Ils ignorent la suite donnée à leurs recommandations
Le Bureau du coroner se base sur la bonne foi des organisations pour que ses propositions soient considérées
QUÉBEC | Un cafouillage règne au Bureau du coroner, qui ignore le véritable suivi accordé à ses recommandations. La situation ne peut plus durer, affirment d’une même voix des proches de défunts et des coroners.
Mise en place il y a 30 ans, la Loi sur la recherche des causes et circonstances des décès n’exige aucune reddition de compte de la part des organismes publics ou privés faisant l’objet d’un rapport du coroner. Rien ne les oblige à prendre connaissance du document ni à donner suite aux recommandations les visant.
« C’est un non-sens. C’est une incohérence qui est complètement folle », peste Pierre Magloire, dont le frère, Alain, est mort en 2014 sous des tirs policiers à Montréal.
Le coroner Luc Malouin a enquêté sur ce décès. Plusieurs des recommandations émises alors sont demeurées lettre morte. « Au moment du rapport, avec les recommandations, je me disais : wow ! Alain ne sera pas mort en vain. Aujourd’hui, je regarde : le rapport a été tabletté. »
Pierre Magloire milite pour que les organisations aient la responsabilité de mettre en action ce que les coroners proposent. Même discours du côté de Marc Brunelle, dont le fils Thomas a été frappé par un train en 2011, à Saint-Tite. Aussi dans ce cas, la recommandation n’a pas été suivie.

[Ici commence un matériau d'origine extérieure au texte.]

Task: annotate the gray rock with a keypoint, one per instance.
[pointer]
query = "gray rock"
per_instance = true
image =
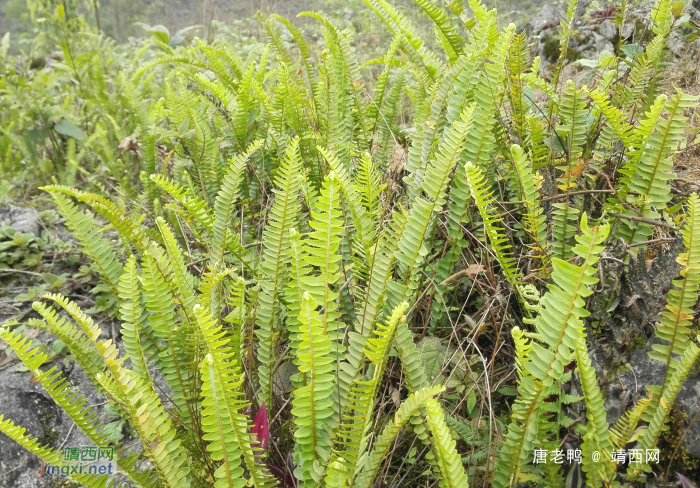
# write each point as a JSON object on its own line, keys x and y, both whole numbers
{"x": 546, "y": 18}
{"x": 21, "y": 219}
{"x": 646, "y": 371}
{"x": 28, "y": 405}
{"x": 627, "y": 31}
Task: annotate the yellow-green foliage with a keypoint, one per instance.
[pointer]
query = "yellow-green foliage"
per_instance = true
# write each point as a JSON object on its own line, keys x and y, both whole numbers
{"x": 271, "y": 209}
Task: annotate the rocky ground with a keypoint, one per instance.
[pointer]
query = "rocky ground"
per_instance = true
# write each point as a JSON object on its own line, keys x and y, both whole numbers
{"x": 619, "y": 354}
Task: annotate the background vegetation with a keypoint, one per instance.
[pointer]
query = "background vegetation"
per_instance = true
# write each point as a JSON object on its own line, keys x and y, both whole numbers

« Le coroner devrait avoir un pouvoir exécutoire et, pour moi, c’est un combat à vie », lance l’homme, qui souhaite que des sanctions s’appliquent en cas de manquement.
APPEL AU CHANGEMENT
Actuellement, le Bureau du coroner se base sur la bonne foi des organisations pour que ses recommandations soient considérées. « On n’a pas le pouvoir de dire : vous devez nous répondre et vous devez nous dire ce que vous avez fait de notre recommandation. Et ça, je trouve ça malheureux », avance la coroner en chef Pascale Descary.
Pour la dizaine de coroners interrogés par Le Journal aux fins de cette enquête, il est temps de serrer la vis. « Ce n’est plus suffisant, un accusé de réception », statue le coroner Jacques Ramsay.
OUTILS DÉFICIENTS
Il est ainsi difficile pour le Bureau du coroner de connaître l’issue exacte de son travail. En 2015, il s’est basé sur des correspondances fournies de bonne foi par les organisations visées pour affirmer que 38 % des recommandations auraient été appliquées. Mais, avant l’enquête du Journal, personne n’avait vérifié si elles l’étaient vraiment.
Le ministère de la Sécurité publique, dont relève le Bureau du coroner, se base aussi sur ces correspondances pour dresser un résumé du suivi des recommandations dans le cadre de l’étude des crédits. Après vérification toutefois, ce document est vague, présente plusieurs lacunes et ne permet pas de démontrer ce qu’il est véritablement advenu des propositions.